- Title card
- Directed by: Friz Freleng
- Story by: John Dunn
- Starring: Mel Blanc
- Edited by: Treg Brown
- Music by: Bill Lava
- Animation by: Gerry Chiniquy Virgil Ross Bob Matz Lee Halpern Art Leonardi
- Layouts by: Hawley Pratt
- Backgrounds by: Tom O'Loughlin
- Color process: Technicolor
- Production company: Warner Bros. Cartoons
- Distributed by: Warner Bros. Pictures
- Release date: July 20, 1964;
- Running time: 6:22
- Language: English

= Nuts and Volts (film) =

Nuts and Volts is a 1964 Warner Bros. Looney Tunes cartoon short directed by Friz Freleng. The short was released on July 20, 1964, and stars Speedy Gonzales and Sylvester.

== Plot ==
After getting tired of chasing Speedy Gonzales around the house, Sylvester decides to try a more modern-technology approach by using a hi-tech security system and a robot to hunt down and catch Speedy.

== Crew ==
- Story: John Dunn
- Animation: Gerry Chiniquy, Virgil Ross, Bob Matz, Art Leonardi, Lee Halpern
- Layout: Hawley Pratt
- Backgrounds: Tom O'Loughlin
- Film Editor: Treg Brown
- Voice Characterizations: Mel Blanc
- Music: Bill Lava
- Produced by: David H. DePatie
- Directed by: Friz Freleng

==Production==
This was the final original WB cartoon directed by Friz Freleng.

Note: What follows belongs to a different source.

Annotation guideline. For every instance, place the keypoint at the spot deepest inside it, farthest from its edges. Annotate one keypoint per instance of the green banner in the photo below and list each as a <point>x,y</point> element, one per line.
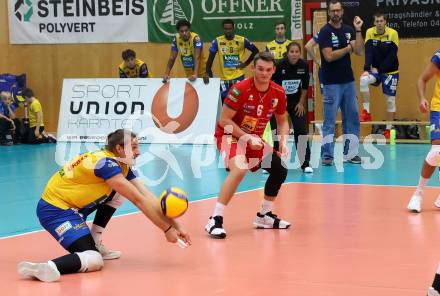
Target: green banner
<point>254,19</point>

Once the studio closed in 1963 (the same year this cartoon was made), Freleng and former producer David H. DePatie would produce cartoons for Warner Bros. from 1964 to 1967 at DePatie-Freleng Enterprises.

==Home media==
Nuts and Volts is available on the Looney Tunes Golden Collection: Volume 4 Disc 3.